40.1.2 Das optimistische Sperren
Pessimistisches Sperren hat Vor- und Nachteile. Oftmals wiegen die Nachteile stärker als die Vorteile. Das optimistische Sperren, ein gänzlich anderer Lösungsansatz, geht die Problematik anders an: Dabei spielt die Idee, dass der gleichzeitige schreibende Datenzugriff nicht sehr häufig auftritt, die tragende Rolle. Werden Daten nicht sehr häufig geändert und ist die Wahrscheinlichkeit, dass dieselben Daten quasi parallel geändert werden, nicht sehr hoch, dann müssen die Daten tatsächlich nur in dem Moment gesperrt werden, wenn der schreibende Zugriff erfolgt.
Optimistische Sperren erhöhen die Produktivität durch Verbesserung der Performance einer Anwendung, da allen Benutzern gleichermaßen das Recht eingeräumt wird, Daten zu lesen und zu ändern. Allerdings muss beim Zurückschreiben geänderter Daten geprüft werden, ob sich der Datensatz seit dem Lesevorgang verändert hat.
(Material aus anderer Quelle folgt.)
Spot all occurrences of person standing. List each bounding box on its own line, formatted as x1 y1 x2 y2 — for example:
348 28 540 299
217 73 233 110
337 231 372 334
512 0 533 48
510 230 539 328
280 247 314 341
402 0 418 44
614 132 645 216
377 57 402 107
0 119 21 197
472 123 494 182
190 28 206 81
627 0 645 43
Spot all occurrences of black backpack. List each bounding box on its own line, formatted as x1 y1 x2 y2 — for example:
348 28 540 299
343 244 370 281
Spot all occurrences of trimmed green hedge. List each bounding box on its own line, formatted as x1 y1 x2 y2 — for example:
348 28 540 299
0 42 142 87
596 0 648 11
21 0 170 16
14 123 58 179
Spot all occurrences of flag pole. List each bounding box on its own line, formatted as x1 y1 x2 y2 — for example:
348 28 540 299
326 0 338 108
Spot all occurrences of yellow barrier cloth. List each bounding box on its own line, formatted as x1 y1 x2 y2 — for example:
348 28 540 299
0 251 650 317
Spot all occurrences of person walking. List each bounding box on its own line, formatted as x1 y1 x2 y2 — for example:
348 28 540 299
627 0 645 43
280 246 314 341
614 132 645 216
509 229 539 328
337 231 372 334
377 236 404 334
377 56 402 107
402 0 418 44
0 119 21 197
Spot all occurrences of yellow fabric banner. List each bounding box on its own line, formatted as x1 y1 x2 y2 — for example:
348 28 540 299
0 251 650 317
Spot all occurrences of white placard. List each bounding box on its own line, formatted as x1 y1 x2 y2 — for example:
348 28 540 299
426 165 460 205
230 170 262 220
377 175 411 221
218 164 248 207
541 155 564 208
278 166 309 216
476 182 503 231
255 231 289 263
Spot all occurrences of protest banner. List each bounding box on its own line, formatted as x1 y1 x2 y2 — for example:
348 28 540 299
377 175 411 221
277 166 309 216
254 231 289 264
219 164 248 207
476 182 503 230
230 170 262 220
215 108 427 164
Die beste Lösung ist in solchen Fällen, eine Spalte zu einer Tabelle hinzuzufügen, deren Wert sich mit jeder Änderung an der Datenzeile ebenfalls ändert und somit gewissermaßen eine Art Versionierung darstellt. In einer Umgebung mit mehreren Benutzern wird der erste Benutzer seine Änderung problemlos in die Datenbank schreiben können, alle anderen danach werden bei dem Versuch scheitern.
Der SQL Server verwendet für die Versionierung Timestamp-Spalten (bzw. RowVersion-Spalten), deren Wert sich bei jedem Einfüge- oder Aktualisierungsvorgang automatisch verändert. Um festzustellen, ob sich seit dem Lesevorgang eine Datenzeile geändert hat, muss der Wert der Timestamp-Spalte, der beim Lesen der Datenzeile aktuell war, zusammen mit dem Primärschlüssel in die WHERE-Klausel aufgenommen werden, z. B.:
UPDATE ... SET ... WHERE ID = ... AND VersionColumn = ...
Kann die Datenzeile nicht aktualisiert werden, weil sich in der Zwischenzeit der Wert der Timestamp-Spalte geändert hat, liegt ein Parallelitätskonflikt vor.
Nicht jede Tabelle hat eine Timestamp-Spalte. In solchen Fällen bleibt nichts anderes übrig, als die Spalten, die als konfliktverursachend angesehen werden, in die WHERE-Klausel mit aufzunehmen.
Optimistisches Sperren sichert einer Anwendung hohe Verfügbarkeit und Skalierbarkeit. Allerdings kaufen wir uns diese Vorteile nur durch einen höheren Programmieraufwand ein, da wir bei einem auftretenden Konflikt in der Regel darauf reagieren müssen, weil beispielsweise die neuen aktuellen Daten aus der Datenbank gelesen werden müssen.